Citing medical studies that brought into question the safety and psychological impact hormone treatments may have on adolescents, the department said there was a “lack of conclusive evidence” and warned of a “potential for long-term, irreversible effects.”
Florida Surgeon General Dr. Joseph Ladapo speaks during a press conference at Neo City Academy in Kissimmee, Fla. (Paul Hennessy/SOPA Images/LightRocket via Getty Images)
Distancing itself from federal guidance on the subject, the guidelines from the department stated that “social gender transition should not be a treatment option for children or adolescents” and that anyone under the age of 18 “should not be prescribed puberty blockers or hormone therapy.” In addition, the department said children or teens should not undergo gender reassignment as a treatment option.

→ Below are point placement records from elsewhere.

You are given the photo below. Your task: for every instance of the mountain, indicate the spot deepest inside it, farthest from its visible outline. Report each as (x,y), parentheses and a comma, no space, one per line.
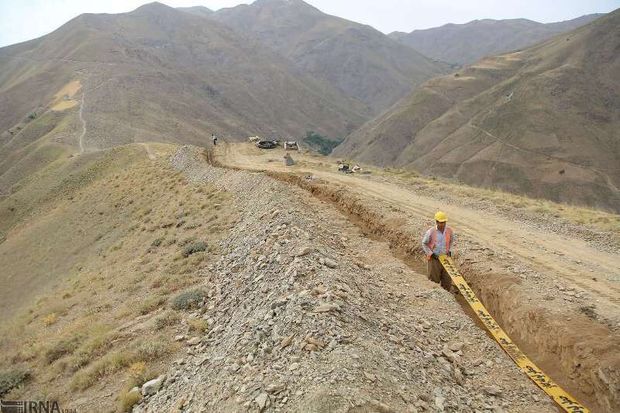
(354,58)
(544,121)
(197,10)
(466,43)
(154,74)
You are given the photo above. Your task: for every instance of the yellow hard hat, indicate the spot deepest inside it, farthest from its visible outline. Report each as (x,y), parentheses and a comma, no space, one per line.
(441,216)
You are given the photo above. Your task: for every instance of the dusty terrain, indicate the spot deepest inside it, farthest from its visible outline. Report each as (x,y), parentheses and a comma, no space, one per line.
(464,44)
(312,290)
(542,121)
(552,283)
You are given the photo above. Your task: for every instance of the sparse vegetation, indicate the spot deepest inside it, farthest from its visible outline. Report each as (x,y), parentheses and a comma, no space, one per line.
(188,300)
(198,325)
(128,399)
(9,379)
(321,144)
(105,294)
(194,248)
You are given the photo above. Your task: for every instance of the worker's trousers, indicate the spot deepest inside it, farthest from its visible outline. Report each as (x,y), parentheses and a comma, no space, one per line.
(438,274)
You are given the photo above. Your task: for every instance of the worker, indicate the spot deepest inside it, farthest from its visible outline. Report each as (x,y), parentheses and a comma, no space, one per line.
(437,241)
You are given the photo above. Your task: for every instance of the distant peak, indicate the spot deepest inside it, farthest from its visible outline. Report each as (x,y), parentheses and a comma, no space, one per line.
(153,7)
(300,3)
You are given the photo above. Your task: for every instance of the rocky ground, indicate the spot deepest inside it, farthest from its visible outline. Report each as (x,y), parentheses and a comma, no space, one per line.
(306,313)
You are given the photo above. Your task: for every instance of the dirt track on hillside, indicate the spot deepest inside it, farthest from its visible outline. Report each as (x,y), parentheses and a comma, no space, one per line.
(557,296)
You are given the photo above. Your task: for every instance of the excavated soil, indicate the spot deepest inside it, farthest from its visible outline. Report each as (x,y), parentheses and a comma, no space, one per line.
(578,349)
(308,312)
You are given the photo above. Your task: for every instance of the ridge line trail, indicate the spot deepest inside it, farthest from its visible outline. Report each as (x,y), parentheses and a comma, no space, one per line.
(602,172)
(551,254)
(81,138)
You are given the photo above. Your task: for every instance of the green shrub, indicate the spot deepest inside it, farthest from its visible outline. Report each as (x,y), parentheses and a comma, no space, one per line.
(61,348)
(188,300)
(9,379)
(194,248)
(321,144)
(169,318)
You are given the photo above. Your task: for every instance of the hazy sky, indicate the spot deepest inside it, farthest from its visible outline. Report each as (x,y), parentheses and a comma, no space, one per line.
(22,20)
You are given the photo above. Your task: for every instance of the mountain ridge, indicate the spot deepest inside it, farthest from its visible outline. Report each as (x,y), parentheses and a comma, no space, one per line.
(541,122)
(466,43)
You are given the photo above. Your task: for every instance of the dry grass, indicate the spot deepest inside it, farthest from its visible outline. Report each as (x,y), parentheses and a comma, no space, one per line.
(100,313)
(593,218)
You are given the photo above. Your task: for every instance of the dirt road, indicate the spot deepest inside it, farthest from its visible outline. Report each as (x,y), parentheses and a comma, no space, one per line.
(544,286)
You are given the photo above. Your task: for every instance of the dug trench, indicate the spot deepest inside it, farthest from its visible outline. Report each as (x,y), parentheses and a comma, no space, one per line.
(578,353)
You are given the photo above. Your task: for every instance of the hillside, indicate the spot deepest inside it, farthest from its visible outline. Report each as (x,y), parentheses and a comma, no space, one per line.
(158,73)
(463,44)
(356,59)
(542,122)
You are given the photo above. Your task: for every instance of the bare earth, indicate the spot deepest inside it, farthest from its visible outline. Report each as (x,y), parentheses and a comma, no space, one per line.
(557,295)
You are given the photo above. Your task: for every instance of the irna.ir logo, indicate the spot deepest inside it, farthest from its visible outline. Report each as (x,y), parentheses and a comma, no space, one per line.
(32,406)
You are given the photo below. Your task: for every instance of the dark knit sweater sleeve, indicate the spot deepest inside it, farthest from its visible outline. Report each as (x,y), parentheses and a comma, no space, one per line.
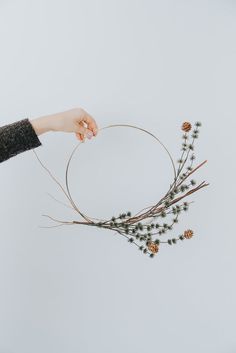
(16,138)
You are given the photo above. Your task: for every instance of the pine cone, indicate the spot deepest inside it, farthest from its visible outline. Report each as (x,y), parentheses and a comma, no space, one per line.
(186,126)
(188,233)
(153,247)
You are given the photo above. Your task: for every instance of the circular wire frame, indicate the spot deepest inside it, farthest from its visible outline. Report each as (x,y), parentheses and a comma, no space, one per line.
(89,219)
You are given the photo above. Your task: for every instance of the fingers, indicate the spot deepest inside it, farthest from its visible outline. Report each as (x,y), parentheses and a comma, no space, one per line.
(91,124)
(87,127)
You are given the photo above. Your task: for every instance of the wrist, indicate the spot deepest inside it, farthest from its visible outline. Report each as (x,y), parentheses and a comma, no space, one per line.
(41,125)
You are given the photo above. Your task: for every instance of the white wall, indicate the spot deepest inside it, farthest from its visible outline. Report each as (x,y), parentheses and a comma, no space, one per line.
(149,63)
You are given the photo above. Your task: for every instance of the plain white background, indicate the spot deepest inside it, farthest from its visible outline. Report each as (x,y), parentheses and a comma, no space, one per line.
(149,63)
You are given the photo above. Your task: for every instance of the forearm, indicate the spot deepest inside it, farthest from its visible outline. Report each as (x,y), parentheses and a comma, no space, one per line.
(17,137)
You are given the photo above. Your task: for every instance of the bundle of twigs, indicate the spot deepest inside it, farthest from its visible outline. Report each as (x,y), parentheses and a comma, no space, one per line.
(148,223)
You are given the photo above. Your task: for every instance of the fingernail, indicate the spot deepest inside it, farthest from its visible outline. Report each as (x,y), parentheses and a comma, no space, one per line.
(89,135)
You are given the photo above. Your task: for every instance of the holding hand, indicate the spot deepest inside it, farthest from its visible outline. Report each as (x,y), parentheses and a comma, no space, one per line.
(75,120)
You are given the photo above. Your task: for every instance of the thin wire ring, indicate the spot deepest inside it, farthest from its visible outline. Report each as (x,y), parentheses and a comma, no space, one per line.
(103,128)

Instead, the department suggested that those looking for treatment options should “be provided social support by peers and family and seek counseling from a licensed provider.”
“The federal government’s medical establishment releasing guidance failing at the most basic level of academic rigor shows that this was never about health care,” Florida Surgeon General Joseph Ladapo said in a statement. “It was about injecting political ideology into the health of our children.
“Children experiencing gender dysphoria should be supported by family and seek counseling, not pushed into an irreversible decision before they reach 18.”
Florida Gov. Ron DeSantis speaks at a press conference May 28, 2021. (Paul Hennessy/SOPA Images/LightRocket via Getty Images)
Last month, the Department of Justice sent a letter to all state attorneys general reminding them of federal protections that “protect transgender youth against discrimination.”
“The department and the federal government more generally have a strong interest in protecting the constitutional rights of individuals who are lesbian, gay, bisexual, transgender, queer, intersex, nonbinary or otherwise gender-nonconforming, and in ensuring compliance with federal civil rights statutes,” Kristen Clarke, assistant attorney general for civil rights at the DOJ, wrote in the letter.
The Florida guidance comes weeks after Florida Gov. Ron DeSantis signed into law the Parental Rights in Education bill, which bans teachers from giving classroom instruction on “sexual orientation” or “gender identity” in kindergarten through third grade.
Last June, DeSantis also signed a measure preventing transgender athletes from participating in female sports at public schools.